MBG Tertolak atau Ditolak?
Belajar dari Pelaksanaan MBG
Program keren, bagus, dan sejatinya sangat membantu. Menemui banyak masalah, karena memang minim kajian dan program tergesa-gesa. Terlihat asal jalan, karena kejar tayang. Apa yang terjadi malah cenderung bagi-bagi kue proyek. Pemberitaan yang bertubi-tubi mengenai persoalan yang terjadi. Ini bukan bicara kendala dalam konsep berpikir negative, namun fakta yang terjadi.

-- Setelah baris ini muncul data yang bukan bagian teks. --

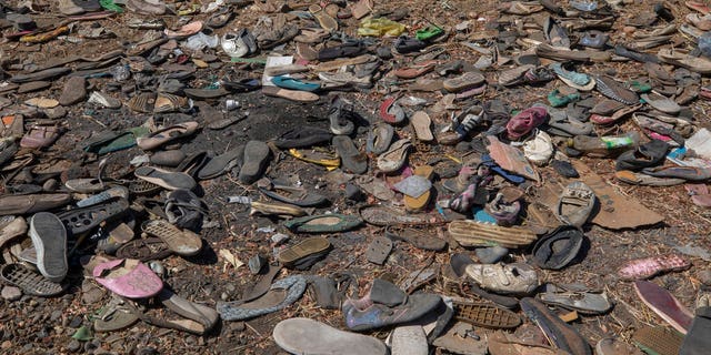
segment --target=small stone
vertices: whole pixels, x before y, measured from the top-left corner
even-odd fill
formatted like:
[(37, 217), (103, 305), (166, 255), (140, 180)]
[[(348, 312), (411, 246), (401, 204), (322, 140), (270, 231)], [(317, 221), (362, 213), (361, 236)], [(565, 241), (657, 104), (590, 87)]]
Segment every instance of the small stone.
[(64, 90), (59, 97), (62, 106), (72, 105), (87, 99), (87, 80), (83, 77), (72, 77), (64, 83)]
[(81, 343), (79, 343), (76, 339), (72, 339), (71, 342), (69, 342), (69, 344), (67, 344), (67, 349), (70, 353), (77, 353), (80, 348), (81, 348)]
[(509, 253), (503, 246), (479, 247), (474, 252), (479, 261), (483, 264), (494, 264)]
[(363, 197), (364, 194), (358, 185), (352, 183), (346, 185), (346, 199), (358, 202), (362, 201)]
[(8, 301), (18, 301), (22, 297), (22, 291), (14, 286), (4, 286), (1, 292), (2, 298)]

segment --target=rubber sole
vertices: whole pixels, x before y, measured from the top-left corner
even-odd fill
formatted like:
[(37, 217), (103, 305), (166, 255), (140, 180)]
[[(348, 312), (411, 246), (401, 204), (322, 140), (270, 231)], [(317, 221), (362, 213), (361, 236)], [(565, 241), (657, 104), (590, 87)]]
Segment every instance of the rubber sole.
[(505, 227), (474, 221), (452, 221), (449, 234), (462, 246), (520, 247), (535, 242), (537, 236), (525, 227)]
[(37, 268), (52, 282), (67, 276), (67, 230), (52, 213), (40, 212), (30, 220), (30, 239), (37, 251)]

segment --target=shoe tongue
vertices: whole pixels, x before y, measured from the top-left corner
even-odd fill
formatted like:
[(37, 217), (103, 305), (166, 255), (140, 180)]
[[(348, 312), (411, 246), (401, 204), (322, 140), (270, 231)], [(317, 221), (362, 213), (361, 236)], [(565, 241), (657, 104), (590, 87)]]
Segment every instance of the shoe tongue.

Keracunan yang berulang, menu yang sangat memprihatinkan, gejolak keuangan negara karena anggaran super jumbo untuk proyek, eh program ini.

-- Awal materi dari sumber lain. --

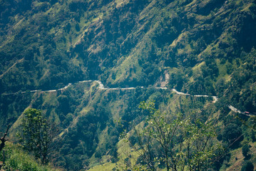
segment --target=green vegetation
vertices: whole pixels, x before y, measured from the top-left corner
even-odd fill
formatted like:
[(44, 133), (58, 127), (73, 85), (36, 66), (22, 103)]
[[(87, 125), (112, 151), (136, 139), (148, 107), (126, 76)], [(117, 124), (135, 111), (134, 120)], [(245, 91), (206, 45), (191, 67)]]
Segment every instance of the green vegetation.
[[(34, 157), (24, 151), (22, 147), (19, 145), (7, 143), (4, 150), (6, 158), (5, 165), (2, 167), (4, 170), (61, 170), (54, 168), (51, 165), (41, 165)], [(3, 160), (1, 152), (0, 160)]]
[(54, 147), (53, 143), (56, 143), (53, 139), (58, 130), (55, 125), (43, 119), (41, 112), (36, 109), (28, 109), (23, 115), (21, 131), (18, 133), (19, 141), (24, 149), (46, 164), (49, 160), (48, 154)]
[(134, 128), (134, 135), (126, 133), (123, 135), (138, 153), (135, 168), (205, 170), (213, 163), (211, 160), (218, 157), (215, 152), (220, 151), (218, 155), (222, 155), (220, 145), (212, 144), (216, 137), (215, 128), (211, 123), (203, 123), (198, 115), (171, 117), (155, 110), (153, 101), (142, 102), (140, 108), (150, 113), (145, 125)]
[[(242, 147), (255, 148), (255, 11), (252, 0), (1, 1), (0, 132), (11, 125), (16, 142), (24, 112), (36, 108), (60, 128), (52, 154), (57, 167), (137, 167), (140, 157), (118, 138), (123, 128), (147, 128), (149, 113), (138, 105), (153, 99), (165, 119), (170, 115), (167, 123), (183, 113), (195, 131), (217, 120), (217, 140), (210, 139), (225, 155), (208, 169), (240, 170), (242, 153), (250, 154)], [(84, 80), (135, 89), (102, 90), (78, 83)], [(193, 115), (198, 123), (188, 119)], [(247, 158), (256, 165), (253, 152)]]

Tertolak berdasar kalimat dan pernyataan elit
Terbaru, surat pernyataan menerima atau menolak MBG, baru beberapa hari berseliweran di media sosial, kini sudah ditarik oleh Ketua BGN. Seolah hal sederhana, namun berapa ribu bahkan juta lembar kertas yang berakhir sia-sia. Itu semua uang negara lho, jangan dikira karena hanya selembar dua lembar tidak berharga. Menyepelekan namanya. Mbok dipikir masak-masak dulu baru diterapkan.
Sama saja dengan pernyataan mengapa keracunan karena makan pakai tangan, tidak pakai sendok kata presiden, atau menko yang mengatakan ususnya belum terbiasa minum susu. Sama halnya dengan yang mengatakan guru yang mencicipinya dulu, sehingga bukan murid yang keracunan. Rendah banget sih, zaman modern, ada alat untuk mendeteksi makanan beracun atau tidak, jangan mengorbankan guru dan juga murid.

Ditolak itu karena Pihak Lain Enggan
MBG ini tertolak, bukan ditolak atau diterima, menolak atau menerima tidak tepat, karena sudah duluan tertolak karena memang tidak sesuai dengan apa yang diharapkan. Jika melalui kajian mendalam akan tahu persis kebutuhan masyarakat, anak sekolah itu apa yang mendesak mereka perlukan. Jika sesuai dengan apa yang diperlukan pastinya tidak menimbulkan penolakan dan kejengkelan yang seperti ini.
Efisiensi anggaran untuk dibagikan dan malah cenderung sia-sia. Terlihat banyak laporan tidak termakan dengan baik. Ini kan malah membuang-buang anggaran. Padahal kondisi ekonomi sangat sulit. Eh malah nambah jabatan untuk konco-konconya.
Menteri dan wakil Menteri nambah terus. Badan ini dan itu baru lagi, penambahan tentara dan kantor baru. Lha di mana efisiensinya? Menaikan tunjangan elit dan mencekik rakyat dengan pajak dan aneka pungutan yang kadang tidak jelas.